The European Supervisory Authorities' Warning on the Risks of Cryptoassets
Partner | Financial Services

On March 17, 2022, the European Banking Authority, the European Insurance and Occupational Pensions Authority and the European Securities and Markets Authority (together, the European Supervisory Authorities or “ESAs”) published a warning to EU retail investors on the risks of cryptoassets. The ESAs’ view is that cryptoassets are not suited for most retail consumers as an investment or as a means of payment or exchange.
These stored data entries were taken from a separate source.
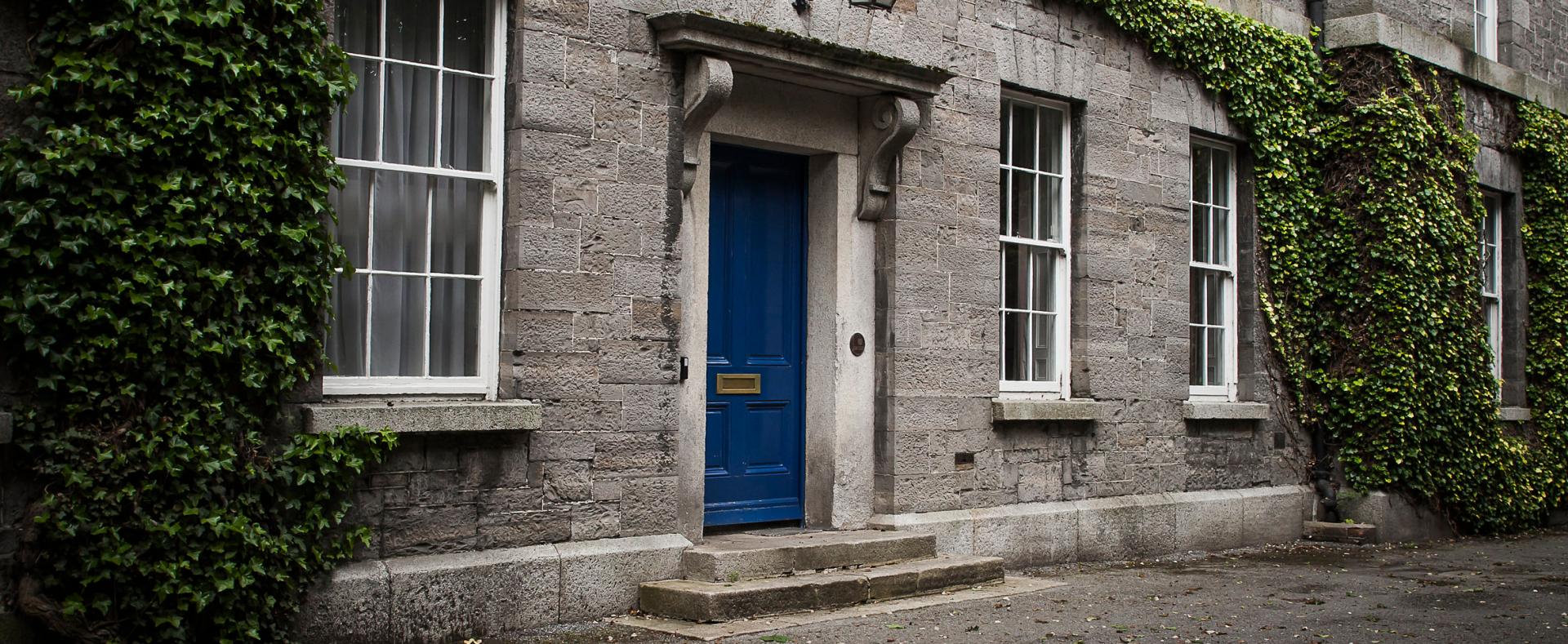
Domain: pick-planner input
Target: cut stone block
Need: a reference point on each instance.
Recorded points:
(720, 602)
(751, 557)
(1341, 533)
In their warning, the ESAs provide an explanation of the key risks in cryptoassets that they consider face retail investors, including:

  • Extreme price movements;
  • Misleading information provided in marketing;
  • Absence of regulatory protections (as most cryptoassets are outside of the EU regulatory perimeter);
  • Product complexity;
  • Fraud and malicious activities;
  • Market manipulation, lack of price transparency and low liquidity; and
  • Hacks, operational risks and security issues.

The ESAs note that while most cryptoassets are currently unregulated in the EU, this situation will change once the European Union implements the proposed Regulation on markets in cryptoassets (known as “MiCA”).   
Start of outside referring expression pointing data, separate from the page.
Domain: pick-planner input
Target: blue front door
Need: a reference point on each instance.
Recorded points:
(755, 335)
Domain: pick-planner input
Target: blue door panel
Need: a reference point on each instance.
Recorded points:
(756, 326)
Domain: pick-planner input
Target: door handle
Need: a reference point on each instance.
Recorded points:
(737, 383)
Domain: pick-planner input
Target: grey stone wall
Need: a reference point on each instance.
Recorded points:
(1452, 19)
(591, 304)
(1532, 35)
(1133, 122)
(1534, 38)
Both the FCA and the ESAs have expressed concern for a number of years regarding the suitability of cryptoassets for the retail market. This most recent warning might well be regarded as a timely reminder to EU legislators to progress the MiCA proposal as soon as possible, noting that “[EU] consumers will not currently benefit from any of the safeguards foreseen in that proposal until it is adopted and applies.”

In an interesting addition to the warning, the ESAs state that EU retail investors should be aware of the environmental impact of some cryptoassets, such as the high energy consumption of some cryptoassets which involve mining and validation processes.